The $521,323 average last month was up 3.2% from January, and up 1.7% from February 2009.
Barfoot & Thompson managing director Peter Thompson said the 626 sales last month were high for a February, up 7.4% on January and up 12% on a year earlier.
The 1714 new listings last month were the highest in 23 months, with the 6247 homes on the company's books the highest since the end of March 2009.
"Taken together, these indicators point to a balanced and competitive market," Mr Thompson said today.
"In Auckland, the main driver of buying activity remains owner occupiers, either trading up or moving into the Auckland area, and for these people concerns about any changes in government policy around housing or any modest interest rate increase are not major deterrents."
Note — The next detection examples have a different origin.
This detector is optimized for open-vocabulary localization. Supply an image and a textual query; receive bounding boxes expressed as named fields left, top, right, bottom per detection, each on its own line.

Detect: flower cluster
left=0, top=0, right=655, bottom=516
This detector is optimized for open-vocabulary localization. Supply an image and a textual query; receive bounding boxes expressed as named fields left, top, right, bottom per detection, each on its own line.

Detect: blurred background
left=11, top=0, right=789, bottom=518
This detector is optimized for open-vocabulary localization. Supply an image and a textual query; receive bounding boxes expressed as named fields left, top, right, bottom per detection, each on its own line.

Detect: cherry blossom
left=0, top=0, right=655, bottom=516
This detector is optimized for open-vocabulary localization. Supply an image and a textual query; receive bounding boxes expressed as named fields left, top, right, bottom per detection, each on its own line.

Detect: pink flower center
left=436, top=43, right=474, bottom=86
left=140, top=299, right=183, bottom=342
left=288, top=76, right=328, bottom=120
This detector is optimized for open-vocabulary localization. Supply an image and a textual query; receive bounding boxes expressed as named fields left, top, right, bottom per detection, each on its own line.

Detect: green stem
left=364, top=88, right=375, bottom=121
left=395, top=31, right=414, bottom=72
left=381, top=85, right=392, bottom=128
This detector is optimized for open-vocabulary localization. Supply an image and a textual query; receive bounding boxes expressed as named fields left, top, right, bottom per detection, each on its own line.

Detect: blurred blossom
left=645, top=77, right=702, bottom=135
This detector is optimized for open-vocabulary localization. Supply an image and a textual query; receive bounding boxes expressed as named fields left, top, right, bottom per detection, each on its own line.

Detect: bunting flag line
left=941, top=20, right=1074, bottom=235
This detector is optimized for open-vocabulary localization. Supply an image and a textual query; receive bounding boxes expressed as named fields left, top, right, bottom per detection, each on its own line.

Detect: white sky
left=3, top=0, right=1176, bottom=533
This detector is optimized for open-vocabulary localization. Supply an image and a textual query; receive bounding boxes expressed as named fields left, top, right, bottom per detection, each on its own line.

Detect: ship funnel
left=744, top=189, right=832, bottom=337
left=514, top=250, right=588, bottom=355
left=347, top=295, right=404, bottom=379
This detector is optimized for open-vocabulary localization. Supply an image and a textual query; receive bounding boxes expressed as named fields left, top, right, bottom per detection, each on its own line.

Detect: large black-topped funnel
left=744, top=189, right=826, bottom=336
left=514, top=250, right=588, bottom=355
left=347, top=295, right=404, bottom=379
Mr Thompson said that while a seasonal uplift had been expected last month, a February average close to that for the whole of the previous year had not been recorded before.
For the past two years the average February price had been between $10,000 and $20,000 below the average for the previous year, but last month's average was only about $1000 below the $522,297 for the 2009 year.
The market was now entering what was traditionally its most active season for house sales.
The high average price and number of sales reported by Barfoot & Thompson last month, appear to contrast with some other reports suggesting the nationwide property market may be slowing.
Releasing ASB's housing confidence survey last week, bank chief economist Nick Tuffley said possible changes to tax rules around housing and a flagged increase in the official cash rate around the middle of the year meant uncertainty was weighing down the market.
The survey suggested confidence in the housing market, which recovered in 2009, was showing signs of softening again.
In its latest economic indicators, Treasury said that following a strong bounce-back in the middle of 2009, housing activity had lost momentum in recent months.
While some of the weakness may reflect uncertainty about future property tax changes, it was more likely initial euphoria resulting from historically low interest rates earlier in 2009 had somewhat faded, Treasury said.